Arum langsung mengangguk-angguk kemudian buru-buru menyeka air matanya menggunakan tangan kirinya yang bebas. “Iya, Mas maaf. Maaf, ya ampun kenapa aku enggak kepikiran ke situ, ya?” ucapnya yang kemudian mengingatkan Kalandra untuk lebih fokus mengemudi apalagi di depan mereka banyak mobil yang terparkir di pinggir jalan bahkan seolah ada keramaian yang akan menghambat perjalanan mereka.
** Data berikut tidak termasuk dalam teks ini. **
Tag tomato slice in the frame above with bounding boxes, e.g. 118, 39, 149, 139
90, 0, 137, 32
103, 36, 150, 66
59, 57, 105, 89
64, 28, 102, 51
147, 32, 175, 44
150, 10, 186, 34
“Ini sudah dekat banget, Yang.”
“Lokasinya, Mas? Apa mereka juga lagi cari, ya, Mas? Bentar deh, Mas, coba kita cari juga. Ini kebetulan, apa mereka lagi cari korban lain? Masse, Masse, itu ada kantong jenazah digotong dari bawah sana kayaknya memang habis diambil dari bawah!” Arum heboh membuat Kalandra yang menyikapi dengan tenang walau pria itu juga tak kalah penasaran dari sang istri, berangsur menepikan mobilnya.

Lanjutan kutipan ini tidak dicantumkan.